Introduce the Turkish I issue
Today, I will discuss the famous Turkish I issue. Below is one customer's problem related to Turkish collation?
When I use TURKISH_CI_AS collation, some of the field names in the database becomes case-sensitive, as a result queries are returning Invalid Column Name exception if there is a difference between the case of queries and case in the table definition.
This error is particularly evident with 'I' character. Any field name with 'I' character results in error. I'm not sure about what other characters will cause error.
I use following script to demo this issue.
create database TurkishDB collate turkish_ci_as;
create table Information(c1 int, c2 Int);
select * from Information;
(0 row(s) affected)
select * from information
Msg 208, Level 16, State 1, Line 1
Invalid object name 'information'.
As you can see from the result, querying table Information get correct result, but querying information
Does not. The problem here is that in Turkish, the upper case of character of i (lower case letter i with dot) is İ (capital i with dot). Also, the lower case of character of I (capital i without dot) is (lower case letter i without dot). In one word, i and I are not a match pair any more. In SQL Server's Turkish_CI_AS collation, even we do case insensitive comparison, i and I are not equal.
In SQL Server, the nvarchar columns of the system tables use the same collation as the database collation. As a result, when we search for Object information in the above database, it does not match the Object name Information any more. That is the root reason of the above issue.
This is one more trick in the above example. In the above creating statement, int and Int both works fine. Here is the answer from our dev:
Built-in function names (including min and MAX) are matched like TSQL keywords (English, case insensitive). Name binding for all user objects would follow the collation rules. Note that persisted system objects (from sys. Schema) also require name binding using current collation.
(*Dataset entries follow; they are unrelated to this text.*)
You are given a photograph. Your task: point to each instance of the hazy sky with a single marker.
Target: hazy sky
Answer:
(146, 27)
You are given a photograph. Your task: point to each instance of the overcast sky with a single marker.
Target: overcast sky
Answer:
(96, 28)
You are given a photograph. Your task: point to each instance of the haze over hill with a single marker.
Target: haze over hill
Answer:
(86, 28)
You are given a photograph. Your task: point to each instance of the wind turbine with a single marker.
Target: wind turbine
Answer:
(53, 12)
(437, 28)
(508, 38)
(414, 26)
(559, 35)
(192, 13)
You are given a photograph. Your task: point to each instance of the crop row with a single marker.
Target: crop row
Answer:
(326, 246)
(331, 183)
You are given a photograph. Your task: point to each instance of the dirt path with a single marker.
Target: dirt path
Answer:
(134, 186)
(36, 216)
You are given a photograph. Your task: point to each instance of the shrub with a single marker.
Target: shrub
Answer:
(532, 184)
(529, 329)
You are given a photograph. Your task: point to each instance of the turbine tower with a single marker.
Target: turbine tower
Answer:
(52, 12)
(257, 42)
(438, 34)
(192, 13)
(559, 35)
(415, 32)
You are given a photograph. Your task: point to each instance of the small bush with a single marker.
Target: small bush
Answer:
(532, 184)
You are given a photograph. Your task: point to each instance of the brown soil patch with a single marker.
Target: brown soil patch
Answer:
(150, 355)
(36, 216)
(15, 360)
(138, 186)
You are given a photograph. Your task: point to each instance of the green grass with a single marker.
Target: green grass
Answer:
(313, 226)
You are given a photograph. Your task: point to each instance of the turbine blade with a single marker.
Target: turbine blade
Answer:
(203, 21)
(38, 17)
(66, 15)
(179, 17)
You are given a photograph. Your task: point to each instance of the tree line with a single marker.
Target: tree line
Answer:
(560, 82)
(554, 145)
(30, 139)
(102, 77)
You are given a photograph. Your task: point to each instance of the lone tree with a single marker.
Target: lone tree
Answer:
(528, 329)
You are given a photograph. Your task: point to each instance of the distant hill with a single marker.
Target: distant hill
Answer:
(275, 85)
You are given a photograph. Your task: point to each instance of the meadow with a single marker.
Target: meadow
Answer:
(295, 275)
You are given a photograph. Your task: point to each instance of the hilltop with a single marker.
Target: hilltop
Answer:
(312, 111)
Internally, we use Latin1_General_CI_AS to match keywords. In the later stage of query compilation, we need bind a given object name with internal object id, we use the current database's collation for name matching.
Personal, I think the system table should use a language invariant collation to do name matching instead of using the current database's collation. That is another good reason for introducing language neutral, binary collation.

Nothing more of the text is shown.